The International Energy Agency’s latest annual renewables report claims global installations of clean energy could deliver as much as additional 1.3TW of clean energy by 2023, more than the whole current generation capacity of the EU.

While this prediction is only one scenario, even the agency’s more cautious forecast predicts global renewable energy capacity to grow by 1TW. The rising popularity of solar power and more accommodating government policies are cited as driving factors for the growth of clean power.

Government support and developments in market design were identified as crucial to ensuring the continued growth of renewables.

The agency said that over the next five years declining costs of solar, wind and hydro technologies mean they will continue to outpace natural gas and coal. These renewable energy sources will expand their share of global power output to 30% by 2023.

Hydropower is predicted to increase by 12% over the next five years, remaining the largest renewable electricity generation source. Wind will increase its share of energy output to 7%, rising by two thirds, while solar will triple and overtake bioenergy as the third largest source of renewable energy.  The report forecasts that solar PV will expand by almost 600GW – more than all other renewable power technologies combined, or twice Japan’s total capacity.

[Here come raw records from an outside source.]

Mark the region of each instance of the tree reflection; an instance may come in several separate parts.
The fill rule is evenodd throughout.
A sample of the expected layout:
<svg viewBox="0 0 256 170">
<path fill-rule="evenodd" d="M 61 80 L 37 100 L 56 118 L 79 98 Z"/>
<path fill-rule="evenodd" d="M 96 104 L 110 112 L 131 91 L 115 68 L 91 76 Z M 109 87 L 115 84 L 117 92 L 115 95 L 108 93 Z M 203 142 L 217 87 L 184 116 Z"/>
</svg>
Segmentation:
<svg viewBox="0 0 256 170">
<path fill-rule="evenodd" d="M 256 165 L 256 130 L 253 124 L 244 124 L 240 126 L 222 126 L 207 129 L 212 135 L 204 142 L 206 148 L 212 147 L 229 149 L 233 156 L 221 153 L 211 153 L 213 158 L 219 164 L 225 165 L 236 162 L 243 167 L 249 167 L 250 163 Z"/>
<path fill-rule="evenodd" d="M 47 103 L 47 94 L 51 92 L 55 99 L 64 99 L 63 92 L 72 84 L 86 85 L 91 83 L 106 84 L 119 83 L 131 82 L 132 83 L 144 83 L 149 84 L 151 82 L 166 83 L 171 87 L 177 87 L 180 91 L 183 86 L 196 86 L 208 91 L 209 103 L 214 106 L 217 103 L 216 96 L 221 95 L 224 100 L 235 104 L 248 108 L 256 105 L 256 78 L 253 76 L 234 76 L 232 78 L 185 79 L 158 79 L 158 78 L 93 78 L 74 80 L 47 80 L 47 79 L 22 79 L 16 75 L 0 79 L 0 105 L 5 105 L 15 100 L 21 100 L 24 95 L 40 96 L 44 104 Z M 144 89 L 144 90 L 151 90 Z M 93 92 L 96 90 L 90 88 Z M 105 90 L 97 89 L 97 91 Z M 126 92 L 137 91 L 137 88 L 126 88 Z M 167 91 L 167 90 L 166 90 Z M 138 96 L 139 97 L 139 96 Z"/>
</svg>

Renewable growth will be largely driven by China, which is predicted to be responsible for 41% of expansion. The nation is due to add 438GW of clean energy to its mix and overtaking the EU to become the world’s largest green energy consumer.

Global energy sourced from coal is predicted to decline from the current level of 27% to 22% in 2040, as nations move towards a clean-energy system. However, Asia’s continued reliance on coal means it will still be the largest power source in the world.

Bioenergy was termed the ‘blind spot’ of the renewable world, despite the fact that it made up half of all clean energy consumed in 2017. It was highlighted as an important area for investment due to its potential uses in the heat and transport sectors.

IEA executive director Fatih Birol said: “Modern bioenergy is the overlooked giant of the renewable energy field”

He added that bioenergy’s share of global renewable consumption “is about 50% today – in other words as much as hydro, wind, solar and all other renewables combined.

“We expect modern bioenergy will continue to lead the field and has huge prospects for further growth. But the right policies and rigorous sustainability regulations will be essential to meet its full potential.”

The agency noted that only bioenergy that works to curb life-cycle greenhouse gas emissions without having any negative social, environmental or economic impacts should be included in the world’s future energy system.

The report also found global carbon dioxide emissions from energy use rose by 1.6% in 2017.

The agency’s next global report will be published in November.